A senhora revia o demônio invadindo seu quarto de hóspedes, irritado, tentando quebrar a força de vontade da velha que o manipulava. Sua mão tremia contra a testa, em cujo anelar brilhava um anel de prata. Ela falava depressa e baixinho, focando seus sentimentos. Até que o demônio lhe perguntou “O que quer de mim?” E ela disse.

- Todos da sua estirpe sabem que os contratos não vem de graça. Não tente se livrar de sua culpa.

- O que mais eu poderia fazer? – os joelhos da senhora começavam a falhar.

O demônio, manifestado na figura de um homem enorme e forte, passou os dedos pelo queixo quadrado.
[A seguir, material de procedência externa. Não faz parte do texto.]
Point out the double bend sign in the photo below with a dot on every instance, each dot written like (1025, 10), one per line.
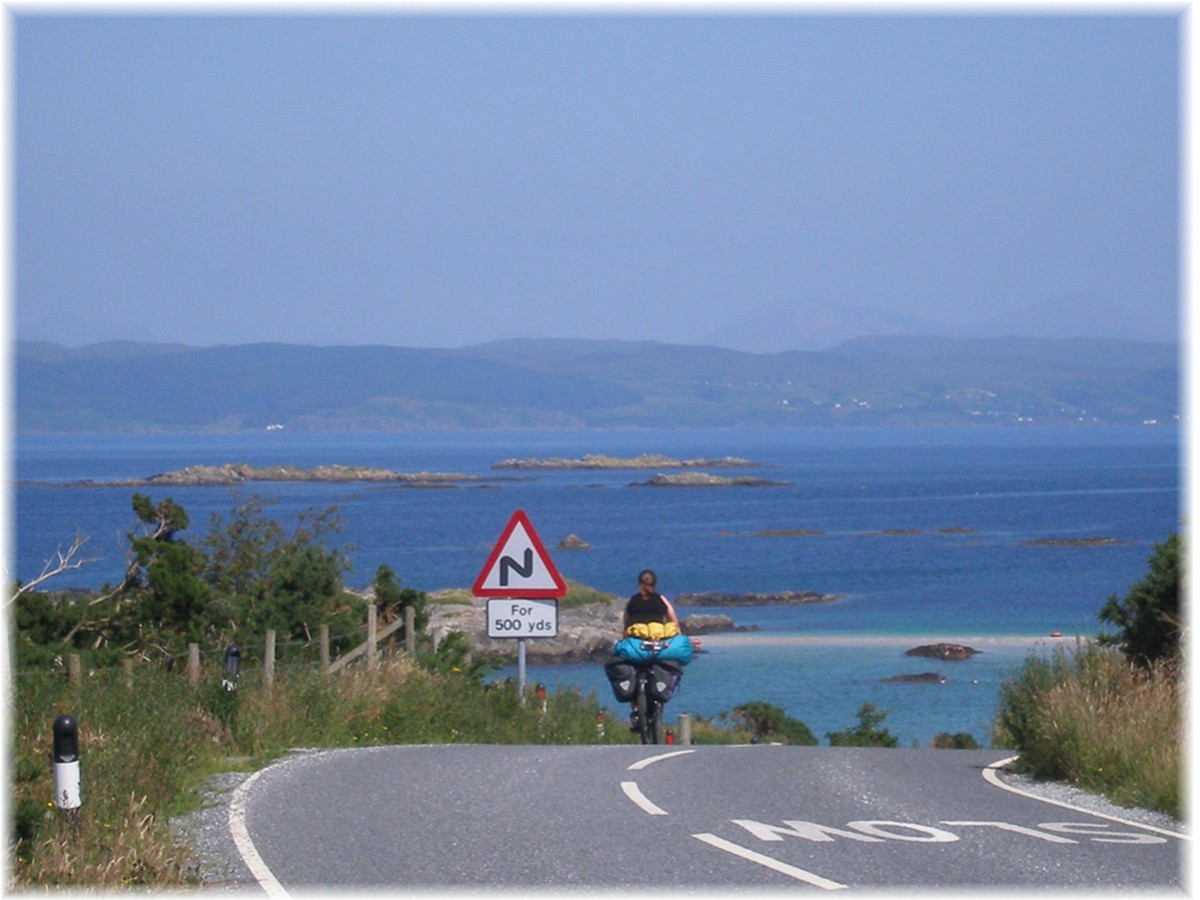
(519, 565)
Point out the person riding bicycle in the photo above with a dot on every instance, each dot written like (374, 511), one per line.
(648, 615)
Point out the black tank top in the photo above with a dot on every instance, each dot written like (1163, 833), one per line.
(646, 609)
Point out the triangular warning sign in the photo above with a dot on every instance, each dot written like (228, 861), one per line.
(519, 565)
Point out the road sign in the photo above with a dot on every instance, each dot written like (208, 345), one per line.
(522, 618)
(519, 565)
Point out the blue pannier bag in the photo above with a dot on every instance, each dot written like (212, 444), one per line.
(639, 651)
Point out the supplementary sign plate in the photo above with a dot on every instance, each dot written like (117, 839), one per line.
(522, 618)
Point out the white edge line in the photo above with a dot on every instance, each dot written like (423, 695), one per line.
(652, 760)
(635, 793)
(991, 778)
(765, 861)
(240, 834)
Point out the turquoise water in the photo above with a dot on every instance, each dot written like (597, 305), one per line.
(1003, 487)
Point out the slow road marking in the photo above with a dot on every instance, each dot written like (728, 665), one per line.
(769, 863)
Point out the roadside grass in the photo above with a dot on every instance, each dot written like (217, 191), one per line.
(1091, 718)
(148, 745)
(147, 748)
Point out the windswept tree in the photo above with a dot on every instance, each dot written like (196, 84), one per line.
(393, 600)
(268, 579)
(1147, 617)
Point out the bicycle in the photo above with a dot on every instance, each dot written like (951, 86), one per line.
(647, 685)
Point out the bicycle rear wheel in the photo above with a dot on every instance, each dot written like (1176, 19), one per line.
(653, 712)
(643, 706)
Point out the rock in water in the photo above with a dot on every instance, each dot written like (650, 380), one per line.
(942, 651)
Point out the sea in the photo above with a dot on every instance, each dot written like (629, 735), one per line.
(966, 535)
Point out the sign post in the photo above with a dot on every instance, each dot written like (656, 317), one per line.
(522, 588)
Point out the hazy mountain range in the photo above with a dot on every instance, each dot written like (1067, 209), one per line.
(813, 324)
(901, 381)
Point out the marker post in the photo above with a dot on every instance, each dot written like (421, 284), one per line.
(66, 767)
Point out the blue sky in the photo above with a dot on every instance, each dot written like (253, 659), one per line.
(763, 183)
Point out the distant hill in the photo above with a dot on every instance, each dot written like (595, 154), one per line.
(899, 381)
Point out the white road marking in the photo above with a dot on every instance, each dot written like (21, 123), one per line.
(258, 869)
(635, 793)
(652, 760)
(765, 861)
(991, 778)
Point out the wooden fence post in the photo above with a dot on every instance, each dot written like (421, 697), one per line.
(193, 664)
(372, 649)
(269, 661)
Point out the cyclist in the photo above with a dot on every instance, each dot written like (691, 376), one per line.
(648, 615)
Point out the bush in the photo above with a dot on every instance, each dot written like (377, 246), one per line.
(1099, 721)
(868, 731)
(963, 741)
(768, 723)
(1149, 615)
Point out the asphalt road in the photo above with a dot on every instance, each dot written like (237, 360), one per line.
(719, 817)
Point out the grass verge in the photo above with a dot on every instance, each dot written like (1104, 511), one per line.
(1091, 718)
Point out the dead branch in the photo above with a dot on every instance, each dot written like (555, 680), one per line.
(59, 563)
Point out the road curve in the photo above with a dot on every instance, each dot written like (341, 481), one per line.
(618, 817)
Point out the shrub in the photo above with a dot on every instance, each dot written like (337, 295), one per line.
(1099, 721)
(868, 731)
(963, 741)
(1149, 615)
(768, 723)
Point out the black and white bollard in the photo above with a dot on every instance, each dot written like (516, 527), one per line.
(233, 664)
(66, 766)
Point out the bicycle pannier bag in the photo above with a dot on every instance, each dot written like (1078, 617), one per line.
(622, 678)
(663, 682)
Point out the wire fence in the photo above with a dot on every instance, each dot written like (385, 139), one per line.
(276, 657)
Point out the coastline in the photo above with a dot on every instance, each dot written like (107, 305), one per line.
(761, 639)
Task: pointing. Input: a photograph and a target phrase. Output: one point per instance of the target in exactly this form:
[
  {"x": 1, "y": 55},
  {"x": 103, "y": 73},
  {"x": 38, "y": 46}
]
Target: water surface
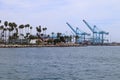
[{"x": 60, "y": 63}]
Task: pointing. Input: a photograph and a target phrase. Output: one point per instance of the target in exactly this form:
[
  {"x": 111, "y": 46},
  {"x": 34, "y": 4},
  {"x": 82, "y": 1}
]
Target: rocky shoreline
[{"x": 27, "y": 46}]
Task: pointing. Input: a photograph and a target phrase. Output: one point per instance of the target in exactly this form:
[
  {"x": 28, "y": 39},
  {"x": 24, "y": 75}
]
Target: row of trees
[{"x": 11, "y": 32}]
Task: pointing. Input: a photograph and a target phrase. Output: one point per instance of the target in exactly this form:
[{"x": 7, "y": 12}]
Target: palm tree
[
  {"x": 44, "y": 32},
  {"x": 21, "y": 30},
  {"x": 38, "y": 30},
  {"x": 5, "y": 29},
  {"x": 1, "y": 30}
]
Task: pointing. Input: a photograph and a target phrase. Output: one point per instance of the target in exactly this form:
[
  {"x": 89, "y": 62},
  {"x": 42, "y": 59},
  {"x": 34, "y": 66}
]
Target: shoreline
[
  {"x": 30, "y": 46},
  {"x": 65, "y": 45}
]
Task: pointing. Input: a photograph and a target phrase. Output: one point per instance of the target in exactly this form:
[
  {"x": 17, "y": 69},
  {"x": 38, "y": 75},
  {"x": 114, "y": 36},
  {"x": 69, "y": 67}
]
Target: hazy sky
[{"x": 54, "y": 14}]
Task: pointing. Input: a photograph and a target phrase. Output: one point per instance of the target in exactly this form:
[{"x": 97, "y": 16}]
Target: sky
[{"x": 54, "y": 14}]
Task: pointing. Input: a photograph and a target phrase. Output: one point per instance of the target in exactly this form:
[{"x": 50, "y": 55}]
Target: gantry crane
[
  {"x": 83, "y": 34},
  {"x": 101, "y": 35},
  {"x": 75, "y": 31},
  {"x": 95, "y": 33},
  {"x": 78, "y": 33}
]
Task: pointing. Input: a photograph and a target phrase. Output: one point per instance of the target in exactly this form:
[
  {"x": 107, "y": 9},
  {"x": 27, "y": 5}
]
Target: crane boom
[
  {"x": 88, "y": 26},
  {"x": 71, "y": 28}
]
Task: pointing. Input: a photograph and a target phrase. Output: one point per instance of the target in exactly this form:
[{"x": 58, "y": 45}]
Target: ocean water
[{"x": 60, "y": 63}]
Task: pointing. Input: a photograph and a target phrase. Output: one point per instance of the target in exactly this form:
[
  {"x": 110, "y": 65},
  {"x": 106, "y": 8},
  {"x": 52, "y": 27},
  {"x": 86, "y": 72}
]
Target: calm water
[{"x": 71, "y": 63}]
Então disse: “Posso dar vida para seu conjuge, mas me dê um ser puro e que tenha vivido pouco tempo. Deve cuidar bem dela para que dure muito.”

Dolores caiu no chão e as lágrimas mancharam o chão.

- Desfaça o feitiço! – disse o homem.

- Não!

- Por favor, desfaça! – disse a mulher.

- Não!

- Me deixe sair daqui! – disse a menina.

- Não, não e não!

O quarto explodiu em som.

A senhora Dolores sentiu um impacto que vibrou seus ossos do topo da sua cabeça à base da sua medula. Um calor infernal correu pela sua cabeça e parecia derreter-lhe por dentro. Tombou de lado e sangue escorreu para o chão. Uma cápsula de metal tilintou no chão ao lado do homem e ele guardou sua pistola.

A mulher conseguiu passar suas mãos pelo círculo e pegar sua menina. Ambas se abraçaram tão fortemente que suas unhas se afundaram na pele uma da outra. O homem as cobriu com seu corpo e as apertou também.

Passaram sobre o cadáver da senhora quando saíram. A mulher, que carregava a menina, se apressou para sair pela porta da frente. O homem, contudo, parou para ver o humano idoso sentado na poltrona. Seus olhos estavam fechados e sua cabeça pendia para o lado, como se dormisse.

Mas estava sorrindo.

Respirando fundo, o homem partiu com sua família.

- FIM -

6 thoughts on “Senhora Dolores

  1. Gabriel Galego disse:

    Achei muito legal!

    Seria bom deixar claro no título ou de alguma outra forma que faz parte de uma série de contos. Como eu sabia q era uma série então fiquei curioso para ver os outros, mas é isso que você quer? Deixar meio em aberto para lerem os outros ou cada conto é independente?

    Acho que é isso! Boa história e corrige os errinhos de port que eu falei! :)

    o/

    • Bruno Eduardo disse:

      Obrigado pela leitura, Gabriel!

      Já corrigi os deslizes de português, muito obrigado.

      Este é o primeiro de uma série de contos que não tem ligação direta um com o outro, mas se passam no mesmo mundo: vai rolar alguns easter eggs entre os contos – mesmas localidades, alguns personagens de outros contos aparecendo – e talvez uma mesma personagem seja importante em mais de um conto. Vou trazendo novidades!

      o/

  2. Laís D. disse:

    Ótimo, como todos os seus contos! Estava com saudade de ler um deles :)

  3. Txai "Texugo" Garcia disse:

    Muito bom o conto Sir Ninja, evoluiu bastante de L & S pra cá, os textos já não estão tão descritivos. Alguns comentários (tenho poucos dessa vez) :
    1 – Não sei se por falha minha, mas o final ficou meio confuso. Acho que jogar toda a história pro final foi uma bad idea.
    2 – Jogou-se na cama não caiu mto bem pra uma senhora de 6x anos.
    3 – A cena do Clube do livro está simplesmente perfeita.